Axelman’s journey to becoming an activist and rapper began in fifth grade, when he “got into music and rhythm” after learning to play the drums. His relationship with meter continued to develop when he learned to rap junior year of high school. “Using patterns of sound with words — it’s enthralling,” he said.

But rap offered more than just the appeal of a deep baseline. Axelman said that his upbringing in Maine sheltered him from the reality of current race relations and the modern civil rights movement. The thematic complexity of rap allowed him to better grasp current tensions and “enlightened (him) about the terrible things that white America was doing to people of color.”

Axelman did not pursue his passion for music academically. He decided to concentrate in environmental science  and work in the lab of Mark Bertness, a professor of ecology and evolutionary biology. Still, Axelman’s senior year at Brown proved instrumental to his development as an artist, as he released his first mixtape. He added that during his final semester as a point-fiver, he threw large parties at his home on Wickenden Street and received positive reactions to his performances. “People seemed to like my stuff, which was really exciting.”

“After graduation, his identity shifted more towards his social conscience, his music and that sphere,” Bertness said.

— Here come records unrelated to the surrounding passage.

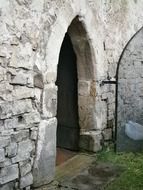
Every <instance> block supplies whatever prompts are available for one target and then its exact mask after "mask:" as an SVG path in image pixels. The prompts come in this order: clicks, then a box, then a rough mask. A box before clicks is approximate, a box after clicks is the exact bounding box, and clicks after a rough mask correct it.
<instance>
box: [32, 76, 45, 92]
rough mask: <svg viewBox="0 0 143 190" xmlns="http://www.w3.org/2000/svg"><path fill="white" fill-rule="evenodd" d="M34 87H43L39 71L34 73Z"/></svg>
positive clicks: (42, 83)
mask: <svg viewBox="0 0 143 190" xmlns="http://www.w3.org/2000/svg"><path fill="white" fill-rule="evenodd" d="M34 87H37V88H40V89H43V88H44V82H43V75H42V74H41V73H37V74H35V75H34Z"/></svg>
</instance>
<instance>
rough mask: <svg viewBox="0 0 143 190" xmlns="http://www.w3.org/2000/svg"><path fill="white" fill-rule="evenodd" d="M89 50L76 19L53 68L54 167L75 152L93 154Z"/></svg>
mask: <svg viewBox="0 0 143 190" xmlns="http://www.w3.org/2000/svg"><path fill="white" fill-rule="evenodd" d="M92 50H93V49H92V46H91V44H90V38H89V36H88V33H87V32H86V30H85V26H84V23H82V21H81V20H80V18H79V17H78V16H77V17H75V18H74V19H73V21H72V22H71V24H70V26H69V28H68V30H67V33H66V34H65V37H64V40H63V43H62V45H61V50H60V56H59V62H58V68H57V81H56V85H57V86H58V99H57V102H58V105H57V121H58V126H57V162H56V164H58V165H59V164H61V163H63V162H64V161H66V160H67V159H69V158H71V157H73V156H74V155H75V154H77V152H78V151H79V150H84V151H90V152H92V151H94V150H95V146H94V145H95V144H96V141H95V139H94V137H95V135H94V126H95V97H96V89H95V88H96V86H95V70H94V64H93V63H94V61H93V60H94V56H93V55H94V53H93V51H92ZM94 142H95V143H94Z"/></svg>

Axelman slowly built up a resume with experiences teaching hip hop. He first used hip hop as a medium for creative writing but slowly began to utilize the genre as a means for discussion on racial inequality. “Especially as a white person doing hip hop, I had a responsibility to talk about modern civil rights and cultural appropriation.”

Axelman created a hip hop program at the Wheeler School three years ago alongside SydeSho, his teaching and performance partner in the duo Funk Underground. “As a white dude, I shouldn’t be the only voice claiming to understand hip hop. That’s unacceptable, so with SydeSho’s help, we made sure that there was equality in what was represented in our discussions.” The courses mostly tackled racism, segregation and civil rights issues like mass incarceration.

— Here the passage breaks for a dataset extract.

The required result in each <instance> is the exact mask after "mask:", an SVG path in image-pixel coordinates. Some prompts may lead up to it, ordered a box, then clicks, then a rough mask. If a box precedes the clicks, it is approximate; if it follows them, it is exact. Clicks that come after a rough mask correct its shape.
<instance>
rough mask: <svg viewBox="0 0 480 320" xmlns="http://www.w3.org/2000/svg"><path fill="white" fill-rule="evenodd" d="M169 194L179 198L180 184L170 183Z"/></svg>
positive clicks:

Funk Underground released a mixtape in June 2015 and toured the northeastern and Midwestern United States and Canada over the summer, but Axelman and SydeSho are currently pursuing their own solo music careers.

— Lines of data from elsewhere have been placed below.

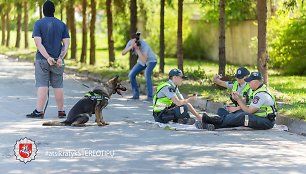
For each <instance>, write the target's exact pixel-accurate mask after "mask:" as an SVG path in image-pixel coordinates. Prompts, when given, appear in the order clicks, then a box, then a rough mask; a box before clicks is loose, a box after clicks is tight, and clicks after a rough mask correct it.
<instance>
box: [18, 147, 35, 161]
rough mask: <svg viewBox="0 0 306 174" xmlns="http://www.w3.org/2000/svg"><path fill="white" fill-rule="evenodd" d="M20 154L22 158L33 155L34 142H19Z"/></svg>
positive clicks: (25, 157)
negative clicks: (33, 146) (22, 143)
mask: <svg viewBox="0 0 306 174" xmlns="http://www.w3.org/2000/svg"><path fill="white" fill-rule="evenodd" d="M19 155H20V156H21V157H22V158H29V157H30V156H31V155H32V144H19Z"/></svg>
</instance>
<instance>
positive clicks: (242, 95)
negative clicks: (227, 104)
mask: <svg viewBox="0 0 306 174" xmlns="http://www.w3.org/2000/svg"><path fill="white" fill-rule="evenodd" d="M249 74H250V72H249V70H247V69H246V68H244V67H240V68H238V69H237V72H236V74H235V77H236V78H238V79H242V78H244V77H245V76H247V75H249ZM225 84H226V88H227V89H230V90H231V91H232V92H238V94H240V95H241V96H243V97H244V98H245V99H246V104H247V105H249V104H250V96H251V95H252V90H251V89H250V86H249V84H248V83H247V82H244V83H243V84H242V85H240V84H239V83H238V81H226V82H225ZM230 99H231V101H232V102H233V103H234V104H235V105H236V106H238V103H237V102H236V101H235V100H233V99H232V97H230ZM236 112H241V110H238V111H236ZM229 113H230V112H228V111H227V110H226V109H225V108H219V109H218V111H217V114H218V115H220V116H224V115H227V114H229Z"/></svg>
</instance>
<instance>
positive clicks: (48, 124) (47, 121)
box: [43, 121, 66, 126]
mask: <svg viewBox="0 0 306 174" xmlns="http://www.w3.org/2000/svg"><path fill="white" fill-rule="evenodd" d="M43 126H66V124H65V123H63V122H59V121H47V122H44V123H43Z"/></svg>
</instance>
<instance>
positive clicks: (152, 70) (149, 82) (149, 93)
mask: <svg viewBox="0 0 306 174" xmlns="http://www.w3.org/2000/svg"><path fill="white" fill-rule="evenodd" d="M155 66H156V62H149V63H148V65H147V67H146V71H145V79H146V86H147V91H148V94H147V97H148V99H152V98H153V83H152V74H153V69H154V67H155Z"/></svg>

Besides his work as an eductor and musician, Axelman, along with Nic Gonzales and SydeSho, launched Pushed Learning and Media, a nonprofit that strives to “maintain conversation with people regarding the complexities of identity, privilege and oppression in the modern world.”

“Most white people consuming black art don’t care about black struggles and black politics. They are willing to listen to hip hop but aren’t willing to talk about the issues these artists are bringing up,” Axelman said. “The hypocrisy of valuing black music but not black politics disgusts me.”

Axelman urges other white rap artists to take their music seriously and understand the cultural significance of rap music. “White artists should take the fact that they are doing black music very seriously and be honest with the fact that they are benefitting from black culture. The way they give back is to stand up for black and Latino political issues.”